The share price for Calgary-based Computer Modelling Group (TSX:CMG) may be down ten per cent over the last year, but with a run-up in oil prices and better-than-expected results for the last three quarters, now’s the time to buy CMG, says analyst Amr Ezzat with Echelon Wealth Partners.
On Monday, the analyst maintained his “Buy” recommendation to clients with a “top pick” status and a reiterated $11.50 target price.
A reservoir simulation company for the oil and gas industry, CMG showed an EBITDA last quarter of $7.4 million, which amounted to a 40.4 per cent margin. Ezzat says he expects that to return to historical levels (45 to 50 per cent) during the next 12 to 18 months.

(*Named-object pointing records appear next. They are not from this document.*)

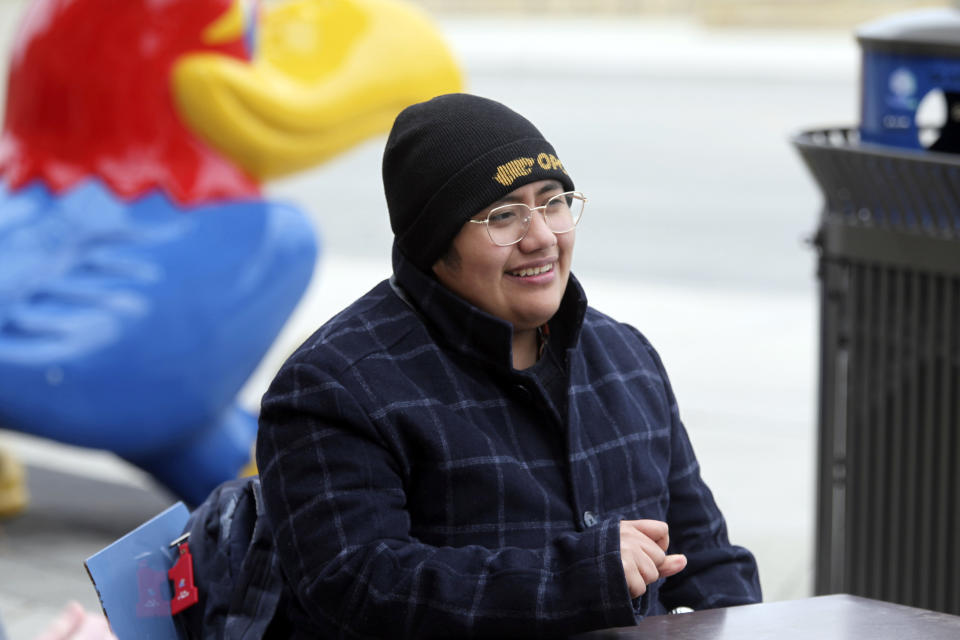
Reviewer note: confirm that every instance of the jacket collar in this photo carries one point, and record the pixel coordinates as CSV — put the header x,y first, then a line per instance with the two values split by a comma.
x,y
469,330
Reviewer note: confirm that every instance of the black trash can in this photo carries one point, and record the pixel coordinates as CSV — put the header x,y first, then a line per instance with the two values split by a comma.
x,y
888,522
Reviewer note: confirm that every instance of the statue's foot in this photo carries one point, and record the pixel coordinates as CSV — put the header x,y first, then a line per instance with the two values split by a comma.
x,y
13,486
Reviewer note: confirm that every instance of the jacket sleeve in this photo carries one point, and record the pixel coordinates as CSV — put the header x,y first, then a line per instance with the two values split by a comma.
x,y
718,574
335,495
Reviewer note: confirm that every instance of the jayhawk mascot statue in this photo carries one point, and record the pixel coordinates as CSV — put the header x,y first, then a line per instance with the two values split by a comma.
x,y
143,275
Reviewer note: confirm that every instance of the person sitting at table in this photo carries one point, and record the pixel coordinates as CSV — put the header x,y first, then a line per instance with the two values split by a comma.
x,y
469,449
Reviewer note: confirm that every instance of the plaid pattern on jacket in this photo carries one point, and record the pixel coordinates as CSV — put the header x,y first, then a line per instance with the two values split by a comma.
x,y
418,486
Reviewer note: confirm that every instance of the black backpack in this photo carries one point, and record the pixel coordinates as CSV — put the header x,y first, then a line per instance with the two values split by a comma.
x,y
235,566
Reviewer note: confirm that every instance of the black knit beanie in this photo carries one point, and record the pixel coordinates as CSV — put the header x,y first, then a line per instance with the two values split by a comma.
x,y
449,158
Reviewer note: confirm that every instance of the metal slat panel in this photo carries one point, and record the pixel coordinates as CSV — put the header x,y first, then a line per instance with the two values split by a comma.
x,y
881,481
861,446
909,450
895,516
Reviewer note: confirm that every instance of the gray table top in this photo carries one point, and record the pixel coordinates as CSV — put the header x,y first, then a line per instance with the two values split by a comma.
x,y
836,617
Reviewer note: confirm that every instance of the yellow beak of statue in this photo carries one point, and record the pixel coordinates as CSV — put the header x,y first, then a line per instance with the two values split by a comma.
x,y
326,74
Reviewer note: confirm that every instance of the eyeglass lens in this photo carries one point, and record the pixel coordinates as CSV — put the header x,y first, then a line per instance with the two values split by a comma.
x,y
509,223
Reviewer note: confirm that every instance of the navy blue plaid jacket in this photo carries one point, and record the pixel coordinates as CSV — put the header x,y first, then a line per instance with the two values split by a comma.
x,y
419,486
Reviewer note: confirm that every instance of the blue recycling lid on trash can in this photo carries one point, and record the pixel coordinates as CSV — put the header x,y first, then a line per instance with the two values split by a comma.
x,y
911,68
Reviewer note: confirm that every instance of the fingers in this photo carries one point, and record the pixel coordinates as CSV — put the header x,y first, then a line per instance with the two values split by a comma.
x,y
63,626
642,552
673,564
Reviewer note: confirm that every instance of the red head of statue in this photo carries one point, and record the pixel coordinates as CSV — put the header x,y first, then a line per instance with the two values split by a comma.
x,y
89,95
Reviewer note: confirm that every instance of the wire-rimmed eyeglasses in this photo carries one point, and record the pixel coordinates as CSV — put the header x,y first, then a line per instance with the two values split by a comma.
x,y
508,224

“With ~90 per cent of sales coming from a recurring revenue base, CMG leverages investors to unique defensive characteristics in declining commodity price markets and to secular growth trends supporting high single-digit top line and double-digit earnings growth in rising commodity price markets,” says the analyst.
“The strength of the product/brand is evidenced in the fact that CMG is successfully displacing oil service bellwethers and gaining market share (most recently in Colombia and the Middle East). CMG is a great refuge for investors seeking a more defensive name (in the short run), while keeping leverage to the secular growth in secondary/tertiary oil production,” he says.
Ezzat claims that three quarters of growth in Annuity and Maintenance revenues are a sign of much improved fundamentals for CMG. His DCF analysis produces an $11.50 target price, which comes with a main impediment risk from crude oil pricing. The analyst’s target represents a 28.1 per cent return on investment as of publication date.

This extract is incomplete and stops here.